Modern web users have notoriously short attention spans. According to KissMetrics, 40% of them will abandon a site that takes three seconds to load. And that number only grows larger with load times.
You want to do everything in your power to keep your load times to a minimum - and these tweaks will help you do exactly that.
Take A Look At Your Theme
First thing’s first, one thing a lot of site owners don’t realize is the impact their theme has on speed. Some themes or frameworks tend to be ‘heavier’ than others, and a particularly feature-heavy one can really drag your site down. Choose a solid theme that’s both lightweight and quick, like Thesis or Javelin - you might be surprised at the difference it makes.
Use The Right Plugins
Two of the most common contributors to site slowdown are sliders and image galleries. Fortunately, there are plugins for those. Soliloquy, for example, is an excellent slider optimization plugin that cuts down speed more than any other, while Envira Gallery is one of the quickest - and most feature-rich - you’ll find.
Optimize Your Media Files
By far, media files like images, menus, and videos are the biggest performance drain on your site. They’ve the largest impact on page load times, and are the most significant issue your users will run into. You need to ensure they’re optimized as effectively as possible.

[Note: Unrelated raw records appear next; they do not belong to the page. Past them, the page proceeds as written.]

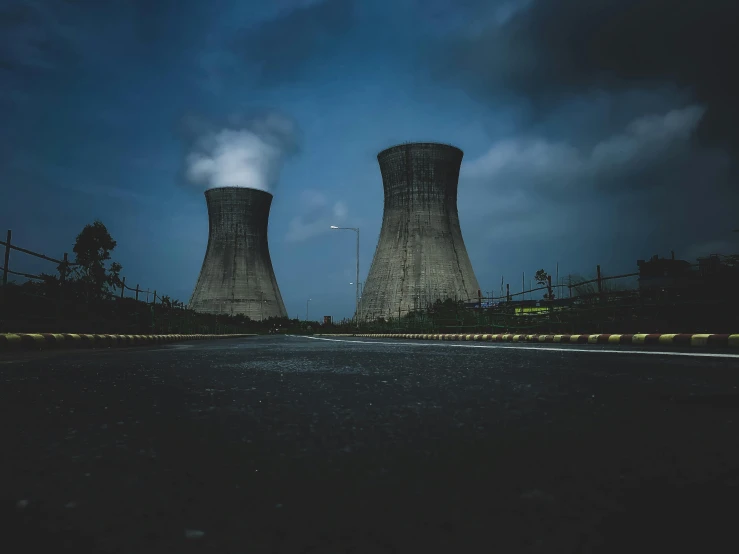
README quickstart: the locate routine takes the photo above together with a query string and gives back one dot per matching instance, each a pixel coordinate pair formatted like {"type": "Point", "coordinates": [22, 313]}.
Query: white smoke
{"type": "Point", "coordinates": [242, 154]}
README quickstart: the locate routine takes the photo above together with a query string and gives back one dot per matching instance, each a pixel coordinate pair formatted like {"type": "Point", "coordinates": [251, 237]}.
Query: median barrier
{"type": "Point", "coordinates": [663, 339]}
{"type": "Point", "coordinates": [43, 341]}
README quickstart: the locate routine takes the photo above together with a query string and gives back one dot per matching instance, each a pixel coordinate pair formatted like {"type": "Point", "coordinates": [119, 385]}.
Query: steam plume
{"type": "Point", "coordinates": [241, 153]}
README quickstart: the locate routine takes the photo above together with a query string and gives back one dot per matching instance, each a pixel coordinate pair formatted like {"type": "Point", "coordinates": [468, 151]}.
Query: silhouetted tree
{"type": "Point", "coordinates": [92, 250]}
{"type": "Point", "coordinates": [543, 278]}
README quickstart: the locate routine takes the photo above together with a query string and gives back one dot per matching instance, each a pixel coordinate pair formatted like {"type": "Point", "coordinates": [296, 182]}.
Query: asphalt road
{"type": "Point", "coordinates": [301, 445]}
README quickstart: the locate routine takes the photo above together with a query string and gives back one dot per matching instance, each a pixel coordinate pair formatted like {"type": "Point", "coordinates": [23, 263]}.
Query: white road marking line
{"type": "Point", "coordinates": [545, 349]}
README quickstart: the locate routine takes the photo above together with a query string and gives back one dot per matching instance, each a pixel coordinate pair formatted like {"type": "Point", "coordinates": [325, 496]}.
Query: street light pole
{"type": "Point", "coordinates": [356, 295]}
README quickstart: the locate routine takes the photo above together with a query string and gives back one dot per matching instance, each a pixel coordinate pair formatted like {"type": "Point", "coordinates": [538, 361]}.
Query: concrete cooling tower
{"type": "Point", "coordinates": [420, 255]}
{"type": "Point", "coordinates": [237, 275]}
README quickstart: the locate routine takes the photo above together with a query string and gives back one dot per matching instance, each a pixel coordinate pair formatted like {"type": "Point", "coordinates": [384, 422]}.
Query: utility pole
{"type": "Point", "coordinates": [356, 299]}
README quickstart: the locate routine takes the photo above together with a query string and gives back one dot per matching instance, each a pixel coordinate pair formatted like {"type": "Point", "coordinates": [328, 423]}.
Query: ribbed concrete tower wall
{"type": "Point", "coordinates": [420, 255]}
{"type": "Point", "coordinates": [237, 275]}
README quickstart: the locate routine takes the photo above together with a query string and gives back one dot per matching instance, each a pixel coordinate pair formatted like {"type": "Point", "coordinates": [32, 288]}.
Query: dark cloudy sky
{"type": "Point", "coordinates": [594, 132]}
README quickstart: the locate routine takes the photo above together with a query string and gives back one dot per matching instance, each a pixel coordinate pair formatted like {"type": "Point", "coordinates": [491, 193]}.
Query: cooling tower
{"type": "Point", "coordinates": [420, 255]}
{"type": "Point", "coordinates": [237, 275]}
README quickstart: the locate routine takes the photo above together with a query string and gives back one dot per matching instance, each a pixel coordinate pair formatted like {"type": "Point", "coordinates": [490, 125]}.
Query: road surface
{"type": "Point", "coordinates": [301, 445]}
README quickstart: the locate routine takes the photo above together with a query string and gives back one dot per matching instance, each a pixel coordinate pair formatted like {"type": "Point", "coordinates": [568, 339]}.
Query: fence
{"type": "Point", "coordinates": [591, 305]}
{"type": "Point", "coordinates": [27, 308]}
{"type": "Point", "coordinates": [62, 266]}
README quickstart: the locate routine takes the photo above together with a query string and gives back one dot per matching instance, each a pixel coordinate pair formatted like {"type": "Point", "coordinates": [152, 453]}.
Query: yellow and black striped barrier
{"type": "Point", "coordinates": [41, 341]}
{"type": "Point", "coordinates": [664, 339]}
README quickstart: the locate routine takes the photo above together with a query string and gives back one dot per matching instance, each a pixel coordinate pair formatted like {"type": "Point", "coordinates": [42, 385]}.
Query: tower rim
{"type": "Point", "coordinates": [403, 145]}
{"type": "Point", "coordinates": [250, 189]}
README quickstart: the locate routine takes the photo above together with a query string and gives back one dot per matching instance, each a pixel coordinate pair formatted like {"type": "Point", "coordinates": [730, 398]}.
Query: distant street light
{"type": "Point", "coordinates": [356, 297]}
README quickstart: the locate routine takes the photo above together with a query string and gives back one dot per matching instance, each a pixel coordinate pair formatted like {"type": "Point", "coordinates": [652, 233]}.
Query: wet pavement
{"type": "Point", "coordinates": [299, 445]}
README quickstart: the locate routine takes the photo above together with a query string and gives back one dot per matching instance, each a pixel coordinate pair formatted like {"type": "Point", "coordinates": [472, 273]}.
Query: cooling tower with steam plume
{"type": "Point", "coordinates": [420, 256]}
{"type": "Point", "coordinates": [237, 275]}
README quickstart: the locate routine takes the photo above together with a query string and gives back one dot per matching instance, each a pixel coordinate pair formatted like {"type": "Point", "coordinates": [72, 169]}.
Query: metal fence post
{"type": "Point", "coordinates": [7, 258]}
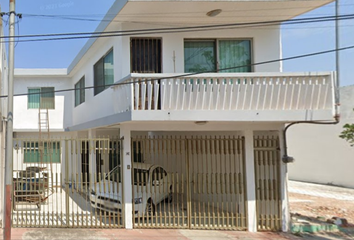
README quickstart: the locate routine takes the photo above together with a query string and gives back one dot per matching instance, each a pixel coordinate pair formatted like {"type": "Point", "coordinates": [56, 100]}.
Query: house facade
{"type": "Point", "coordinates": [172, 118]}
{"type": "Point", "coordinates": [317, 165]}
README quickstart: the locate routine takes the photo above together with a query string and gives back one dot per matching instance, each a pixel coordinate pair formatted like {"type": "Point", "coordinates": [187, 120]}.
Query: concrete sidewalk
{"type": "Point", "coordinates": [319, 190]}
{"type": "Point", "coordinates": [158, 234]}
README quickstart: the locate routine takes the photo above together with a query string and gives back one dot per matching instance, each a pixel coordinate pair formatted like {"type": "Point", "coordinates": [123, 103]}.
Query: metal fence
{"type": "Point", "coordinates": [177, 182]}
{"type": "Point", "coordinates": [64, 183]}
{"type": "Point", "coordinates": [193, 182]}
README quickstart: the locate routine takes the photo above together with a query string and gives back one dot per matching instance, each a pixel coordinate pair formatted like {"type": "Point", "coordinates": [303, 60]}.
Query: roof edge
{"type": "Point", "coordinates": [110, 15]}
{"type": "Point", "coordinates": [41, 72]}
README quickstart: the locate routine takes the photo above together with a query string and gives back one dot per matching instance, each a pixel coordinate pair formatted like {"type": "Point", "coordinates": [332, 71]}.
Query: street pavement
{"type": "Point", "coordinates": [181, 234]}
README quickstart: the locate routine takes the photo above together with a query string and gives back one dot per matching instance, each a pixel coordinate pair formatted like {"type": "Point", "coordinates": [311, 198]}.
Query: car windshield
{"type": "Point", "coordinates": [114, 175]}
{"type": "Point", "coordinates": [141, 176]}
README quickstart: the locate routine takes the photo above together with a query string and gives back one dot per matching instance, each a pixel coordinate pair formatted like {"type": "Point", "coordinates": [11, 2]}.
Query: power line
{"type": "Point", "coordinates": [195, 73]}
{"type": "Point", "coordinates": [76, 16]}
{"type": "Point", "coordinates": [175, 29]}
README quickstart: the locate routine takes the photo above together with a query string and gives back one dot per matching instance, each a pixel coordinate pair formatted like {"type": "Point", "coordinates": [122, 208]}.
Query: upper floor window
{"type": "Point", "coordinates": [145, 55]}
{"type": "Point", "coordinates": [80, 91]}
{"type": "Point", "coordinates": [47, 152]}
{"type": "Point", "coordinates": [103, 73]}
{"type": "Point", "coordinates": [42, 98]}
{"type": "Point", "coordinates": [217, 55]}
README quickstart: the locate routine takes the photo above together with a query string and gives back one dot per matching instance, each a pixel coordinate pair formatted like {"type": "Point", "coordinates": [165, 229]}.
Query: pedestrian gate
{"type": "Point", "coordinates": [267, 174]}
{"type": "Point", "coordinates": [196, 183]}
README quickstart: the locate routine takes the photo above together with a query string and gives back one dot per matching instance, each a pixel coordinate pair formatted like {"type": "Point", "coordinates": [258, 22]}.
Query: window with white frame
{"type": "Point", "coordinates": [217, 55]}
{"type": "Point", "coordinates": [80, 91]}
{"type": "Point", "coordinates": [41, 98]}
{"type": "Point", "coordinates": [103, 73]}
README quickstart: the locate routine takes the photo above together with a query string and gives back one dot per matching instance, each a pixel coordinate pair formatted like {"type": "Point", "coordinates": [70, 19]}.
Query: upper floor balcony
{"type": "Point", "coordinates": [276, 97]}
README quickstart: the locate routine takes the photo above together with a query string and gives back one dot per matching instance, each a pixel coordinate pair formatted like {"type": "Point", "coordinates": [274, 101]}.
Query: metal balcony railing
{"type": "Point", "coordinates": [226, 92]}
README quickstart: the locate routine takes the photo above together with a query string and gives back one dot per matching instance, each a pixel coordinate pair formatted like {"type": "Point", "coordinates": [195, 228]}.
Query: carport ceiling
{"type": "Point", "coordinates": [167, 11]}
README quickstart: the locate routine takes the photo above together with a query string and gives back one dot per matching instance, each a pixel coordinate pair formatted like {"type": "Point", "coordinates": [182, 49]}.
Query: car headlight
{"type": "Point", "coordinates": [138, 200]}
{"type": "Point", "coordinates": [93, 192]}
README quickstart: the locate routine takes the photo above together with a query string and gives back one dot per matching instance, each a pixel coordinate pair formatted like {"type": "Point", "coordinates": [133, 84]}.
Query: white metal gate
{"type": "Point", "coordinates": [184, 182]}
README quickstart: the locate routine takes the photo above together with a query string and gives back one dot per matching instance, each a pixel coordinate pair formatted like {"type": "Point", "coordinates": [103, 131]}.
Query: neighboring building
{"type": "Point", "coordinates": [321, 156]}
{"type": "Point", "coordinates": [211, 144]}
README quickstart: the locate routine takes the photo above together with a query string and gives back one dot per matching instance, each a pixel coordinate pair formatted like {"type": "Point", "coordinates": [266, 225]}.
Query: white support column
{"type": "Point", "coordinates": [92, 156]}
{"type": "Point", "coordinates": [284, 186]}
{"type": "Point", "coordinates": [125, 133]}
{"type": "Point", "coordinates": [250, 182]}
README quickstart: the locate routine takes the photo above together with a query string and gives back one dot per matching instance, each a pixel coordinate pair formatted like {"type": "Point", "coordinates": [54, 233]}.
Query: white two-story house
{"type": "Point", "coordinates": [180, 100]}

This involves a few things:
- Keep image quality around 60%, and never upload images larger than necessary for their intended use. Do not, for example, upload a 500 pixel image to use as a 150 pixel thumbnail.
- Don’t host videos and audio on your site where you can avoid it. Hosting media costs both bandwidth and performance. Instead, host on an external service like SoundCloud or YouTube.

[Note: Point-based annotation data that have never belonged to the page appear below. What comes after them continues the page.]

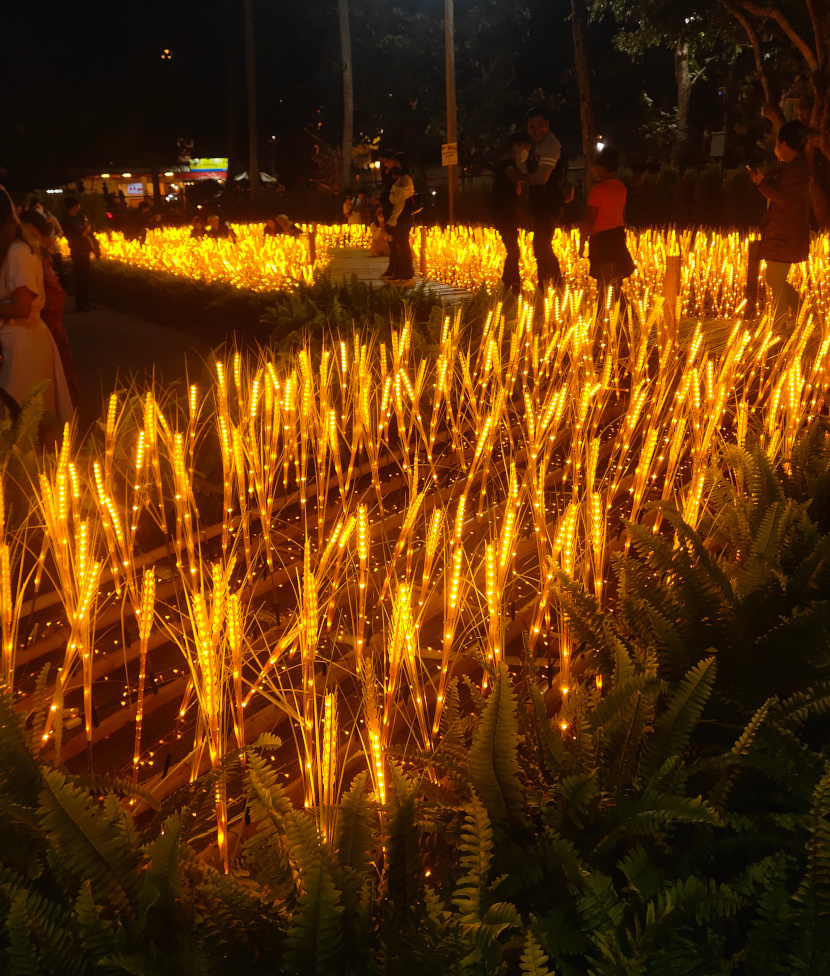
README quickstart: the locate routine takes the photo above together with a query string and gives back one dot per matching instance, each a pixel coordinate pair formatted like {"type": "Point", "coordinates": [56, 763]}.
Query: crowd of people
{"type": "Point", "coordinates": [530, 189]}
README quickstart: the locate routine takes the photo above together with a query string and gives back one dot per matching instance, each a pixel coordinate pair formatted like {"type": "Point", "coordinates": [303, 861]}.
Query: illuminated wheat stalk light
{"type": "Point", "coordinates": [145, 623]}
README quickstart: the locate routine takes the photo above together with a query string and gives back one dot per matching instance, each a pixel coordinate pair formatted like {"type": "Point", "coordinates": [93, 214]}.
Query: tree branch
{"type": "Point", "coordinates": [771, 13]}
{"type": "Point", "coordinates": [699, 74]}
{"type": "Point", "coordinates": [755, 41]}
{"type": "Point", "coordinates": [821, 43]}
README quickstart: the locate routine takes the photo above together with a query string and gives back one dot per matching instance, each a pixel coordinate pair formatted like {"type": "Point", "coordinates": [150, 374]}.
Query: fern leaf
{"type": "Point", "coordinates": [354, 827]}
{"type": "Point", "coordinates": [98, 935]}
{"type": "Point", "coordinates": [476, 853]}
{"type": "Point", "coordinates": [811, 951]}
{"type": "Point", "coordinates": [315, 936]}
{"type": "Point", "coordinates": [674, 728]}
{"type": "Point", "coordinates": [533, 960]}
{"type": "Point", "coordinates": [162, 880]}
{"type": "Point", "coordinates": [90, 846]}
{"type": "Point", "coordinates": [304, 841]}
{"type": "Point", "coordinates": [23, 958]}
{"type": "Point", "coordinates": [494, 765]}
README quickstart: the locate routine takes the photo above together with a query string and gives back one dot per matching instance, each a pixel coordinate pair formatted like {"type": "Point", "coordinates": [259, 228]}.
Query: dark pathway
{"type": "Point", "coordinates": [110, 346]}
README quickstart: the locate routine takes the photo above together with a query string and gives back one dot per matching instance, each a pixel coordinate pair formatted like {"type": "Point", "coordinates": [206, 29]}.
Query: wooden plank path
{"type": "Point", "coordinates": [358, 262]}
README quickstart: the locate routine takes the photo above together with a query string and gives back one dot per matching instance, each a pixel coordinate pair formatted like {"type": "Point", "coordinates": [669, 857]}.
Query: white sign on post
{"type": "Point", "coordinates": [449, 154]}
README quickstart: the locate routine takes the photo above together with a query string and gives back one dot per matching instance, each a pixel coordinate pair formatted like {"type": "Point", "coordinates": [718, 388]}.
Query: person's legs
{"type": "Point", "coordinates": [783, 297]}
{"type": "Point", "coordinates": [394, 260]}
{"type": "Point", "coordinates": [80, 264]}
{"type": "Point", "coordinates": [607, 278]}
{"type": "Point", "coordinates": [404, 268]}
{"type": "Point", "coordinates": [547, 264]}
{"type": "Point", "coordinates": [511, 276]}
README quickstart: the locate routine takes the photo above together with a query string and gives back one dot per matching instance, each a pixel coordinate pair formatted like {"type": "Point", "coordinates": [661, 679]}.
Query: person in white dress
{"type": "Point", "coordinates": [28, 349]}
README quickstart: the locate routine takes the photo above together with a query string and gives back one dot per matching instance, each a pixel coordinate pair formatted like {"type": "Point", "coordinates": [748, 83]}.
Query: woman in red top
{"type": "Point", "coordinates": [785, 234]}
{"type": "Point", "coordinates": [604, 227]}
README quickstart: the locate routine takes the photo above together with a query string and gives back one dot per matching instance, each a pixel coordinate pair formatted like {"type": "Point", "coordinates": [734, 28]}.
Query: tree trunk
{"type": "Point", "coordinates": [253, 134]}
{"type": "Point", "coordinates": [583, 79]}
{"type": "Point", "coordinates": [348, 91]}
{"type": "Point", "coordinates": [683, 79]}
{"type": "Point", "coordinates": [233, 40]}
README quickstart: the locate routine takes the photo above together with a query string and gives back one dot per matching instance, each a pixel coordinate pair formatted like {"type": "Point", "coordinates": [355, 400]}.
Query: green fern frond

Utilize A Content Delivery Network
A content delivery network is one of the best ways to cut load times. It ensures that your users are served your website through a global distribution system, and they’ll always download data from a server that’s close to them. That will lead to lower latency, faster load times, and reduced page abandonment - all good things for you.
Make Sure Everything Is Up To Date
Last but certainly not least, patches have more uses than fixing the odd security risk. WordPress updates frequently include performance enhancements, bugfixes, and feature improvements. The same is true of updates to your theme and plugins.
Never put off an update if you can install it without breaking everything.
Keeping Things Quick
This is by no means a comprehensive list. There are plenty of other things you can do to keep your site quick on its feet, like optimizing your database or using excerpts on your posts. Think of this as a starting point - once you’ve done everything laid out here, you can move on to more complex stuff.